Quick guys, we need to record the B-side in two takes.
In the days when music came in vinyl discs, a B-side was a bonus; a place where artists threw in their experimental stuff. All the hits were expected to come from the A-side, which is what the studio execs usually listened to.
In 1974, Biddu Appaiah was a producer working with Carl Douglas. Biddu was a music producer from Bangalore and Carl was a Jamaican recording artist. The plan was to work on a song called “I Want To Give You My Everything” for the A-side. With little time to spare, Biddu and Carl rushed together a song for the B-side in two takes, the whole package completed in a couple of hours.
Biddu took the finished album to a studio executive, who wasn’t impressed at all. But when he heard the B-side, he changed his mind. The sides were flipped. For it held a surefire hit, surefire because of the martial arts films that were all the rage at the time, colloquially known as chop-socky films. The song was ‘Everybody Was Kung Fu Fighting’.
35 years and 40 million album sales later, Biddu told a newspaper that he thought it would only sell about 20,000 units. Everybody Was Kung-Fu Fighting had become his greatest hit; the song was synonymous with either Biddu or Carl Douglas – and it won him the 1974 Grammy for most records sold. His song hadn’t just topped charts worldwide, though; it heralded the dawn of disco music in the West.
Biddu followed up his Grammy hit with ” Dance The Kung Fu”, a song in the movie Adalat (1976) featuring Amitabh Bachchan performing high kick dance moves in flared pants.
By the end of the 1970s, disco was already past its heydey. And so, there was just one thing remaining – to bring disco to his motherland. In 1979, while working on a film score for the movie Qurbani, Biddu ran into 15-year-old Pakistani pop singer Nazia Hassan. The subsequent collaboration – Disco Deewani (1981) – was to India and Pakistan what Everybody Was Kung-Fu Fighting was to Europe and the United States. Disco was back, and this time, in Asia. Nazia went on to build a career as the ‘Queen of Pop’ in Pakistan. And Biddu went on making pop stars out of thin air.

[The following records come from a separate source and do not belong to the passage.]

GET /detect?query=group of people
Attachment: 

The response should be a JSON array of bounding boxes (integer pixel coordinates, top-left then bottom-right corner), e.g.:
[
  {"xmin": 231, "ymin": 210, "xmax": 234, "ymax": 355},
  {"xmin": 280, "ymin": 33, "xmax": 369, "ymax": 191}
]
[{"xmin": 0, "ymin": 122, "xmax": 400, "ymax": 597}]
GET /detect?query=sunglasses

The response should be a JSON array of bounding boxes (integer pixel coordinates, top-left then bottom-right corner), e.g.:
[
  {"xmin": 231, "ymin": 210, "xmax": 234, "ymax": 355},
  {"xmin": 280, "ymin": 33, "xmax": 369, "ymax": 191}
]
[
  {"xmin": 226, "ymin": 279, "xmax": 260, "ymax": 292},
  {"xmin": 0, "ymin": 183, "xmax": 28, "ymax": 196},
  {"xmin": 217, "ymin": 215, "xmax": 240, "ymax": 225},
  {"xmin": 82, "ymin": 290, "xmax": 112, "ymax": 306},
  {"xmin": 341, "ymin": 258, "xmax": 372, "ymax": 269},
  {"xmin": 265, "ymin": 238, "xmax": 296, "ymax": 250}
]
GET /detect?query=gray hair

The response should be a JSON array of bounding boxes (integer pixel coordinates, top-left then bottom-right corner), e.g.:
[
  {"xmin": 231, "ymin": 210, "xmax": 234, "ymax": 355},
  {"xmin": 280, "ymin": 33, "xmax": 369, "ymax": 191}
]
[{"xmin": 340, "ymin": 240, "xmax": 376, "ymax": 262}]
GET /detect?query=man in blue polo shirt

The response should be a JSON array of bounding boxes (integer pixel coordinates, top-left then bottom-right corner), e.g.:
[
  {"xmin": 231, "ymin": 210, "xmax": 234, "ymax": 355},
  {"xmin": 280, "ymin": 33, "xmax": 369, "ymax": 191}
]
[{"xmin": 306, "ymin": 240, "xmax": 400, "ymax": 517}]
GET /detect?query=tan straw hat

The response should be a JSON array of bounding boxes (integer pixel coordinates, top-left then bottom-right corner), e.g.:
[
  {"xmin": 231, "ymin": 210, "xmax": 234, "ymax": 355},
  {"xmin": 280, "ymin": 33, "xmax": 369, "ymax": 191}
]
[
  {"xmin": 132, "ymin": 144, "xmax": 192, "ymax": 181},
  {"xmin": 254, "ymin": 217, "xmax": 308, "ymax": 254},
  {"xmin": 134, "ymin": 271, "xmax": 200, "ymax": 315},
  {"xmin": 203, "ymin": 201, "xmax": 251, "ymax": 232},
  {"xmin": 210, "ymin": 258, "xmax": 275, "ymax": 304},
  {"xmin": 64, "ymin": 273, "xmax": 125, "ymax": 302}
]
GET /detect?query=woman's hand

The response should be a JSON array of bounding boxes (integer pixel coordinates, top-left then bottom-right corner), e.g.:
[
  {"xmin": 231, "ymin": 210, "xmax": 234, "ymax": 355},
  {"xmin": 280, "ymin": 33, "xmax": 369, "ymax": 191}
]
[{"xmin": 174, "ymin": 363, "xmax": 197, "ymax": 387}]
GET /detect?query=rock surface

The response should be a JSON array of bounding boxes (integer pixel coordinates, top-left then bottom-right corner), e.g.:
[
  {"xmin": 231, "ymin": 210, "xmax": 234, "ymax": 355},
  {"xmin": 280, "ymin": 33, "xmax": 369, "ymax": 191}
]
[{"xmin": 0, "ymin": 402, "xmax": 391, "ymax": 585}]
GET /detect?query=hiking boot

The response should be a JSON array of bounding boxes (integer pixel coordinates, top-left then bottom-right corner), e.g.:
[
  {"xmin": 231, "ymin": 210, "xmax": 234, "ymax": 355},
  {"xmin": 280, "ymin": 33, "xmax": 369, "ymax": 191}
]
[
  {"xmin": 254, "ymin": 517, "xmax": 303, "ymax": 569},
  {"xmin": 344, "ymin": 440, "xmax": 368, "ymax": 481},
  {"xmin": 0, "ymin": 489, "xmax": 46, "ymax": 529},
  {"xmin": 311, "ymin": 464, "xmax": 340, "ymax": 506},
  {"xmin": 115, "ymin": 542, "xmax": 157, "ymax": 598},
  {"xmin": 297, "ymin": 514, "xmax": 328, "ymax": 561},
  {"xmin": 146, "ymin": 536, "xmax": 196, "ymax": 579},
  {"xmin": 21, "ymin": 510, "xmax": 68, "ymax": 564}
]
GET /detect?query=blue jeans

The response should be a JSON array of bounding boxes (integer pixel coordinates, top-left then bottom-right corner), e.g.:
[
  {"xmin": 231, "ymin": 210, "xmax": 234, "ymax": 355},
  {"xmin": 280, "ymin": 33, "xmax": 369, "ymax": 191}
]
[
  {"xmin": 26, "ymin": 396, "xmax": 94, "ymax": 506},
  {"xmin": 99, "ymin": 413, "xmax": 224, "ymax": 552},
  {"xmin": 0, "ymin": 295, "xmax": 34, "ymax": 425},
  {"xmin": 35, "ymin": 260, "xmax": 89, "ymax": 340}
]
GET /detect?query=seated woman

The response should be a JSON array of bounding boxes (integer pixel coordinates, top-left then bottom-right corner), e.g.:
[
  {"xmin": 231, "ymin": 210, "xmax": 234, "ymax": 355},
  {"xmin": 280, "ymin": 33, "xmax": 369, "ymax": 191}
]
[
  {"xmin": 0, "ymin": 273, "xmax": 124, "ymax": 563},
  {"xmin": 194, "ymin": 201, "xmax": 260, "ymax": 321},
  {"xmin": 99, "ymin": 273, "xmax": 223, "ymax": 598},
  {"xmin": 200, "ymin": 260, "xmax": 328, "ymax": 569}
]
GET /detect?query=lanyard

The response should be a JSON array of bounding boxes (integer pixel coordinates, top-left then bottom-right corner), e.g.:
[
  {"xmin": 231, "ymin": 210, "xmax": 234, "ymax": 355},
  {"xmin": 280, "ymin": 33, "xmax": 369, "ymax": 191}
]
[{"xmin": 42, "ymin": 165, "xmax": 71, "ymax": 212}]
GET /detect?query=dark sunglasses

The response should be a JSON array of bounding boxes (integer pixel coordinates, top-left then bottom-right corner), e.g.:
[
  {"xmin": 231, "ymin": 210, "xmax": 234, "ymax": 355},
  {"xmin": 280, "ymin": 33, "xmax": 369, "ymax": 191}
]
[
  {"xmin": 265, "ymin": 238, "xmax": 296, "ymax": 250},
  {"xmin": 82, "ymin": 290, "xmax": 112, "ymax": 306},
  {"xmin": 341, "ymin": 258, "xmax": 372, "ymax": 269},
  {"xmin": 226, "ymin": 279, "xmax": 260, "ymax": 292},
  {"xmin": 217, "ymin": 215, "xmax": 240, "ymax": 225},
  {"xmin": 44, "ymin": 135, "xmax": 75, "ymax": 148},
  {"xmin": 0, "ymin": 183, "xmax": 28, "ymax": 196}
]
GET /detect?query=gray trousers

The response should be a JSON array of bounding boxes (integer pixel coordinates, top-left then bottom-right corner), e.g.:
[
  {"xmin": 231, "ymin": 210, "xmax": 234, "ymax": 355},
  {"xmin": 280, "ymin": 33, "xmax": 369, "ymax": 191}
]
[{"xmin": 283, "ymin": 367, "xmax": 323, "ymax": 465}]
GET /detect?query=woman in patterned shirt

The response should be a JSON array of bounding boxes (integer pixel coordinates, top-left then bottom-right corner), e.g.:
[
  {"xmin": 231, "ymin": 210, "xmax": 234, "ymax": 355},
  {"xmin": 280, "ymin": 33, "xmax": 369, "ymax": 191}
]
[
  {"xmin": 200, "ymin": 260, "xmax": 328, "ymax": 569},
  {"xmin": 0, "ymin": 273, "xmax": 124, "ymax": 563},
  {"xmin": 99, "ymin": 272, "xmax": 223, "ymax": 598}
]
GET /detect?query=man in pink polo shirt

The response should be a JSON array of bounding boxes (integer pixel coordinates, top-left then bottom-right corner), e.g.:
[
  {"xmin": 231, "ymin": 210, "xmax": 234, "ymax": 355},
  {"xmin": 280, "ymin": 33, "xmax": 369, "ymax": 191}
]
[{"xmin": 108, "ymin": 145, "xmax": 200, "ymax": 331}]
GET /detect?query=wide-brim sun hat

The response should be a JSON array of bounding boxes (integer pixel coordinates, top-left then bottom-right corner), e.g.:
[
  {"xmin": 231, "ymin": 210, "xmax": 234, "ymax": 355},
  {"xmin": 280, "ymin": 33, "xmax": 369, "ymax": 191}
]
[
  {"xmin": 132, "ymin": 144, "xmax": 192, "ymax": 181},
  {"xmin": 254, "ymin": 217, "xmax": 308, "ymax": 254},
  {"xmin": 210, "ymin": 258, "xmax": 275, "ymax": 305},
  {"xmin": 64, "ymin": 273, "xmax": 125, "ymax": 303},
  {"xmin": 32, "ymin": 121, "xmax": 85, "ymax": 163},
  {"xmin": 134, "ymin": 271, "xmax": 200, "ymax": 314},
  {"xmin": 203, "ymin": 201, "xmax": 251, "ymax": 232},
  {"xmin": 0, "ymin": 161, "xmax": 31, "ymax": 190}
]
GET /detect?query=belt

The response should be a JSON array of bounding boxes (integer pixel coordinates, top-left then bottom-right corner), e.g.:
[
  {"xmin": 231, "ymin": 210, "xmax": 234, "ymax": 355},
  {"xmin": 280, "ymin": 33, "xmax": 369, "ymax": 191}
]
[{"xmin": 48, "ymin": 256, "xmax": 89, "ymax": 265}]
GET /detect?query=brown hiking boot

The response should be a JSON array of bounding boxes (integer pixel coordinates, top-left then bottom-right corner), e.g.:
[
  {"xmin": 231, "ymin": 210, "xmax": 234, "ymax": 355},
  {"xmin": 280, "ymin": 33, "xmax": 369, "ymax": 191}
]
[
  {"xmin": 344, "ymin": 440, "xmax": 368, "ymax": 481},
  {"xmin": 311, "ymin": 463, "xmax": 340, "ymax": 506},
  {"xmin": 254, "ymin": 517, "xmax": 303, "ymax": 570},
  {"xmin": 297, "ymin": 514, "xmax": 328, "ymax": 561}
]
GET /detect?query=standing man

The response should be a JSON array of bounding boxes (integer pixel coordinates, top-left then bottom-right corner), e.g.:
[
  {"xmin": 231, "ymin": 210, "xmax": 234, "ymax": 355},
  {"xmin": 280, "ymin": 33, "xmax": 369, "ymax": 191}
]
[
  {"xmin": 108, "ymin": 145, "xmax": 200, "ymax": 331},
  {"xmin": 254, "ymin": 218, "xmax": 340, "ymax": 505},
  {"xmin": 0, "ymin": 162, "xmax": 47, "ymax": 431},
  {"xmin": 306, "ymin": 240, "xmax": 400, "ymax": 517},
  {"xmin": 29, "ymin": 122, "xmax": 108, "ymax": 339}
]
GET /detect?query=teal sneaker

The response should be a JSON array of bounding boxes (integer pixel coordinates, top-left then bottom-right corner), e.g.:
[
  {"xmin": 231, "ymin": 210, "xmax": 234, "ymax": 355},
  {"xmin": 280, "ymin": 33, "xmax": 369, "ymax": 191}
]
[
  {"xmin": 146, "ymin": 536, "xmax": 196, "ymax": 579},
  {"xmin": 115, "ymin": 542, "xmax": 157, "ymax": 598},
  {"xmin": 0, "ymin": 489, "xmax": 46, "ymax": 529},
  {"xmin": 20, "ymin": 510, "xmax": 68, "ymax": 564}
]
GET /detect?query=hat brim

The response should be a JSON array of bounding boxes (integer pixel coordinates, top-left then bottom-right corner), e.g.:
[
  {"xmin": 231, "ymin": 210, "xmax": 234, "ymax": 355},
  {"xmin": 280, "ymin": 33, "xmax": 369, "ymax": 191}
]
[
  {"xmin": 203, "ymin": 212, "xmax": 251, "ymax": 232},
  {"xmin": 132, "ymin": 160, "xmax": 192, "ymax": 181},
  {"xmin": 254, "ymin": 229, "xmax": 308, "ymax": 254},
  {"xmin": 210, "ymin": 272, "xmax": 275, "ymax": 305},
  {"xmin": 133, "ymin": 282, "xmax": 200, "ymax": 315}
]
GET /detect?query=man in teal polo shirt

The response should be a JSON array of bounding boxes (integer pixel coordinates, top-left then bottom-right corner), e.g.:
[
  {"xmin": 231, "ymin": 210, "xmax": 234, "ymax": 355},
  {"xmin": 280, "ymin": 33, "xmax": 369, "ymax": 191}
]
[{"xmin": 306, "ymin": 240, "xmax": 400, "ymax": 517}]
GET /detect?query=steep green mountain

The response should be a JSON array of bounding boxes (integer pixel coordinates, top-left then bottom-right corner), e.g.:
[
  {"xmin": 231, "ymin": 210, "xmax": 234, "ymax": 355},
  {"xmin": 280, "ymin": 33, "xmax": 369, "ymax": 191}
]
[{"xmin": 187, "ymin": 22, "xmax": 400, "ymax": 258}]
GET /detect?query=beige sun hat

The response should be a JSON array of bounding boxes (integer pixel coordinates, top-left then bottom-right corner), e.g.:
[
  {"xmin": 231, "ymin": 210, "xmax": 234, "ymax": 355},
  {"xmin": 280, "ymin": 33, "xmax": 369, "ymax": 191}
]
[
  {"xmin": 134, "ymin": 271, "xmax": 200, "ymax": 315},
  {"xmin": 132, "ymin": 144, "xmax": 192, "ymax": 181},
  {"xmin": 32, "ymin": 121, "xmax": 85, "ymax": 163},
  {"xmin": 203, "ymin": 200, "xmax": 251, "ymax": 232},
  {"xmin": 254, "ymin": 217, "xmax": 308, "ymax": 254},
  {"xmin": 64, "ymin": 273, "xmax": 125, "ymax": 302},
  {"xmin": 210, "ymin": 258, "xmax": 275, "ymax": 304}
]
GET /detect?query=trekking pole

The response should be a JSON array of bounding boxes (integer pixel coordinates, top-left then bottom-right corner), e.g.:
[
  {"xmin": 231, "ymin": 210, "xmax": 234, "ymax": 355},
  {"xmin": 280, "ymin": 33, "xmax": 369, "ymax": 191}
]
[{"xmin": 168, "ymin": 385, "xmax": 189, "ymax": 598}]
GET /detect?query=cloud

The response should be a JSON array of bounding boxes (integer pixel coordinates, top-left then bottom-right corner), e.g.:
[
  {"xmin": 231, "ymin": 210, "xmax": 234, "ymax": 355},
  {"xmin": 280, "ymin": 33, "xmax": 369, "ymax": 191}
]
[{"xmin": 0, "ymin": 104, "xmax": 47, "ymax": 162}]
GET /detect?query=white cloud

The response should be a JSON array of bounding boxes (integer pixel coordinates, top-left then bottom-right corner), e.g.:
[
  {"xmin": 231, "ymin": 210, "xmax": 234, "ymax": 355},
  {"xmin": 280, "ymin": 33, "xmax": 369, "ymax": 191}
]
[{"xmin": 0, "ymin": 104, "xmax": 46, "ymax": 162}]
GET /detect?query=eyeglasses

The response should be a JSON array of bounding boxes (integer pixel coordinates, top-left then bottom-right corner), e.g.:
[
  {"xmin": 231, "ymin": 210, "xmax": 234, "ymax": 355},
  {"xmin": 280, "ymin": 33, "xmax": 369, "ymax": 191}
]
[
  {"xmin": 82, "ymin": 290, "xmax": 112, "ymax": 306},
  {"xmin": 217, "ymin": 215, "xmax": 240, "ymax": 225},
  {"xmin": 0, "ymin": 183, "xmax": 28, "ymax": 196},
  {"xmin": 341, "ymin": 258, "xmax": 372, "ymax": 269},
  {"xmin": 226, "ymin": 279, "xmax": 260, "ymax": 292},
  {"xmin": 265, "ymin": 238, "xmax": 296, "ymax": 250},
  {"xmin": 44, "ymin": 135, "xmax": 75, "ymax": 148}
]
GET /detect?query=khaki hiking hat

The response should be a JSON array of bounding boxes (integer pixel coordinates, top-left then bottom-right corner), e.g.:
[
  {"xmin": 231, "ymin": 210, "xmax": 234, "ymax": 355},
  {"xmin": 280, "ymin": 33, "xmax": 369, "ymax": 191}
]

Biddu was famous in Japan even before he had exploded into fame in the West. In 1969, he produced a single written by the Bee Gees for the Japanese rock band “The Tigers” – then the most popular band in Japan. The band members didn’t speak English, and Biddu taught them to sing the lyrics phonetically. He did the same in China, Hong Kong and the Philippines – producing and composing music for local stars; bringing disco to the world.
The idea that Biddu was a “one-hit wonder” is immediately erroneous when you consider the world outside of the United States. Biddu kept his connection alive between East and West. Through the 1990s, Biddu worked on popularizing indie-pop artists like Alisha Chinai, Shaan and Sonu Nigam.
Following the events of September 11, he composed the album Diamond Sutra to spread a message of peace in a decade of war and violence. By then, his style had changed to encompass Indian elements such as Sanskrit chants and a fusionesque sound.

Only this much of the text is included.